In Nederland halen deze gebeurtenissen tot nu toe maar mondjesmaat het nieuws, maar de gevolgen zijn al langer merkbaar in het Caribisch deel van ons Koninkrijk. Het is maar een klein stukje – een kleine 30 kilometer – vanaf Venezuela naar de eilanden. Mike Franco, voorzitter van het parlement van Curaçao, vertelde dat hij twee geslaagde pogingen kent van mensen die de oversteek via de Caribische Zee al zwemmend wisten te volbrengen. Met bootjes gaat het nog veel gemakkelijker. Veel illegalen maken de oversteek dan ook door aan boord te gaan van kleine bootjes van Venezolaanse fruithandelaren.

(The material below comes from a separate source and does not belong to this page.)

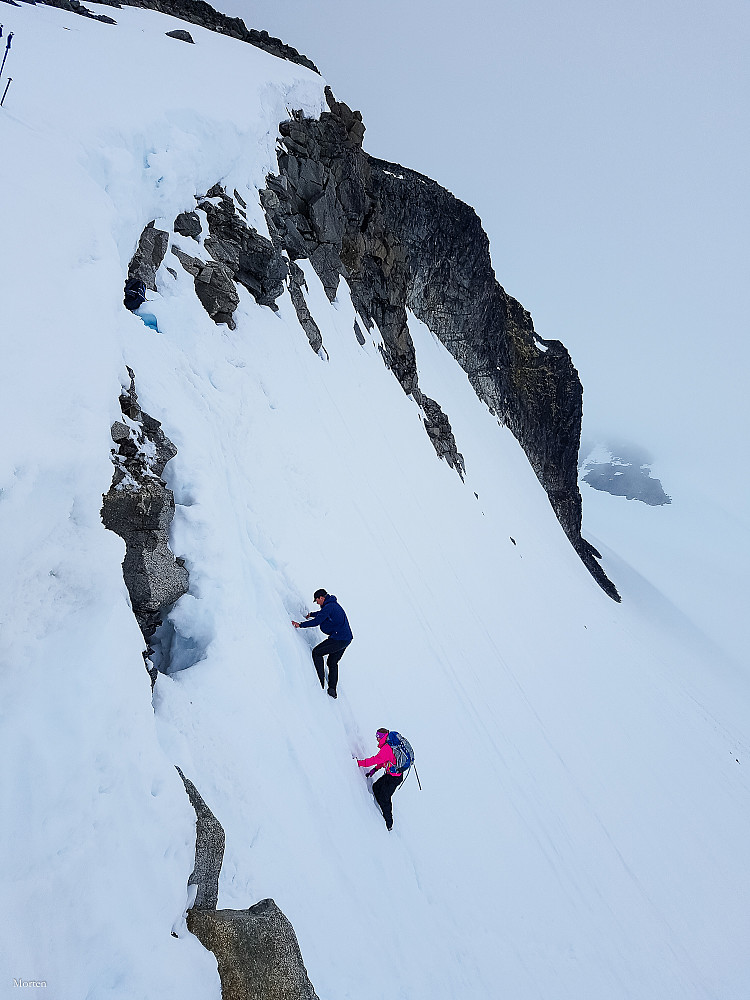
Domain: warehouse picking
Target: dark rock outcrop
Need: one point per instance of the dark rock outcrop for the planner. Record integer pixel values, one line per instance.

Dat er inmiddels al sprake is van een flinke toename van illegale Venezolaanse migranten, die vooral richting Aruba en Curaçao komen en daar blijven hangen, is dan ook vrijwel zeker. Het probleem is echter dat dit niet officieel is vast te stellen, omdat zij onzichtbaar zijn voor de autoriteiten – die op hun beurt geen cijfers delen.
Wat er gebeurt als Venezuela werkelijk implodeert moge duidelijk zijn: de buurlanden Brazilië, Guyana en Colombia zullen hun grens met Venezuela gesloten houden en dus is de kans levensgroot dat veel Venezolanen zullen proberen naar de eilanden te vluchten. Daar waarschuwde de burgemeester van de Venezolaanse stad Chacao vorige week nog voor. Dat is een waarschuwing die Nederland en de autonome landen van het Koninkrijk serieus moeten nemen. De eilanden, en met name Curaçao, zijn namelijk helemaal niet voorbereid op de komst van grote aantallen vluchtelingen – en die aantallen zijn gezien de bevolkingsomvang van Venezuela (30 miljoen) en bijvoorbeeld Curaçao (150.000) al snel te groot. De praktijk toont aan dat staand migratiebeleid en asielwetgeving tekortschiet.
Neem het geval van de Syrische vluchteling Aktham Abu Fakher. Hij meldde zich in januari keurig bij de immigratiedienst van Curaçao, nadat hij voor 1000 euro door mensensmokkelaars vanuit Venezuela werd opgepikt en op het strand van Willemstad werd afgezet. Enigszins overrompeld schreven ambtenaren zijn naam op, waarmee hij officieel de enige geregistreerde asielzoeker op het eiland werd. Maar Fakher werd niet naar het voor deze gevallen ingerichte opvangcentrum gestuurd. In plaats daarvan werd hij door de wanhopige autoriteiten vastgezet in de gevangenis. Curaçao weet zich duidelijk geen raad met vluchtelingen. En dit was er nog maar één, die bovendien de beleefdheid had om zich te melden.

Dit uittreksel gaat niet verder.